川口国務大臣 昨年の四月の時点からきょうまでの間に、一面では、委員もさっきおっしゃいましたように、非常に大きな動きがあった。総理の訪朝があり、そして五人の方が日本に今いるということがあったわけですけれども、他方で、その後引き続き我々が求めていること、すなわち、五人の家族の方が日本に帰ってくるということと、それから、拉致について事実の解明をきちんとしてほしいということについては進展が見られないということについては、これは非常に残念だと思います。委員がおっしゃるように、この問題について、我々はこれについて怒っているのだということについては、きちんとメッセージを伝える必要があると思いますし、現に伝えてきております。
 それで、拉致についてですけれども、これは今までも国会答弁で何回か申し上げてきておりますけれども、国民の生命と財産、これに大きな影響を与える、これにかかわるようなことでもありまして、拉致というのは普通テロと言うということは今までも申し上げてきているわけです。
 他方で、アメリカにはテロ国家ということを指定するという制度がございますけれども、日本としてはそういう制度は持っていないということですけれども、人権侵害であるということはそういうことですし、国際法違反であるということもそういうことである。これも、今まで国会でも私は申し上げてきております。
 こういったことについて、我が国としてはこのことについて、粘り強くと先ほどおっしゃられましたけれども、我が国としては、ぜひ解決をしていかなければいけないというふうに考えております。
松原分科員 今大臣は、拉致はテロであるというふうにおっしゃったわけであります。
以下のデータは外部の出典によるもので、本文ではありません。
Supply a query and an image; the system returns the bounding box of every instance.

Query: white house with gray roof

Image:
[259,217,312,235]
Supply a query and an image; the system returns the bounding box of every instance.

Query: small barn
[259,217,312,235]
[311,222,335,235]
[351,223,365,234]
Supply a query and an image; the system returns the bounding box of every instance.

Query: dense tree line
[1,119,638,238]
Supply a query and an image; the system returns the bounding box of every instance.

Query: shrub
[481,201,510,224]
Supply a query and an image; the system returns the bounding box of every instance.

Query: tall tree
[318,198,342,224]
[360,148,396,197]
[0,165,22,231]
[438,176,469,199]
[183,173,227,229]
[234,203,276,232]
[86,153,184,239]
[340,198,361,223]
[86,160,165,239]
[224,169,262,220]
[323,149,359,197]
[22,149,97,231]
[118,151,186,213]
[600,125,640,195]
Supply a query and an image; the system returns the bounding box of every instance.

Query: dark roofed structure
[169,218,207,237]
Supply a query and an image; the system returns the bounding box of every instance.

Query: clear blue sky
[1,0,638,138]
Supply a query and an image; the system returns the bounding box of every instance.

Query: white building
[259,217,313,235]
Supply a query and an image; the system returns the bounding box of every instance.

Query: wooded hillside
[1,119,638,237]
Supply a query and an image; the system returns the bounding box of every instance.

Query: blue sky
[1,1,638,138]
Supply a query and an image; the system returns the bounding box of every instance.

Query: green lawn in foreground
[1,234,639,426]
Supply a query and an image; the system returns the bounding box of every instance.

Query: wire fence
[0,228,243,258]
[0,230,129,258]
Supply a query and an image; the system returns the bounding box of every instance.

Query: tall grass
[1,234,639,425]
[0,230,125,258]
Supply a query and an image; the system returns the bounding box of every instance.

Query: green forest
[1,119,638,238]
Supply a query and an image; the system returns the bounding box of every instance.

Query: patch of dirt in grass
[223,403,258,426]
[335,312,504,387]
拉致はテロであるということをおっしゃったのであれば、これは、テロを行う国はテロ国家である、こういうことになるのではないかと思いますが、御答弁をお願いいたします。
川口国務大臣 普通に言えば、テロという行為を行う国家ということは言えると思いますけれども、我が国として、アメリカと違いまして、テロ国家という指定をするとか、そういう制度は持っていませんので、そういう形で、それがこういうことでありますと、定義とかそういうことはないということであります。
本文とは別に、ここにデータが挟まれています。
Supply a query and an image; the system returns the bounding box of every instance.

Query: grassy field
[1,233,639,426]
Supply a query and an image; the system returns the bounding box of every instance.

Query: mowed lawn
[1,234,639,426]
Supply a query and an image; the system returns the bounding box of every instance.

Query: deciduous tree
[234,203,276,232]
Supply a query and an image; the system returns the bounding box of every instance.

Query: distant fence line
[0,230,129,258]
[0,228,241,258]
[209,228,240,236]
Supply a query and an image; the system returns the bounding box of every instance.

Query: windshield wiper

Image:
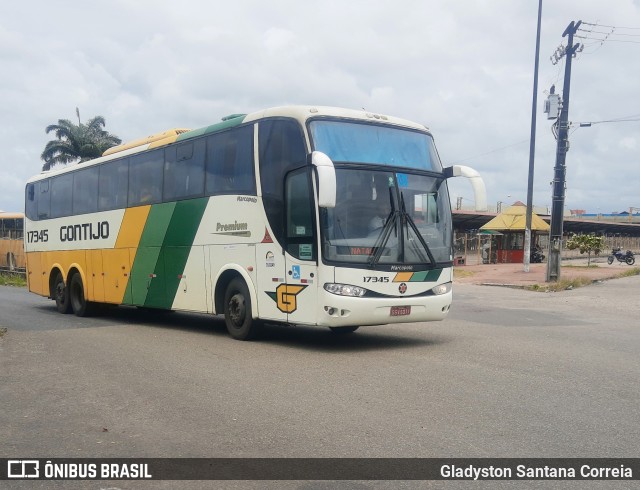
[400,192,436,265]
[368,186,398,268]
[368,191,436,268]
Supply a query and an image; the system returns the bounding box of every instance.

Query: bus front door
[284,254,317,326]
松原分科員 それは非常に、外交上は、テロ国家ということであれば、テロ国家の指定という概念が必要でありますが、日本にはそれがないということであれば、これはまた議論をしていかなければいけない問題でありますが、少なくとも、テロ国家という概念はないけれども、拉致はテロである、このことは今大臣がはっきりとおっしゃったわけでありますから、そして、テロをする国はテロ国家である、テロ国家という概念はないけれどもテロ国家である、こうおっしゃったわけでありますので、言葉としては、北朝鮮はテロ国家である、こういうふうにお認めいただいたということでよろしいですか。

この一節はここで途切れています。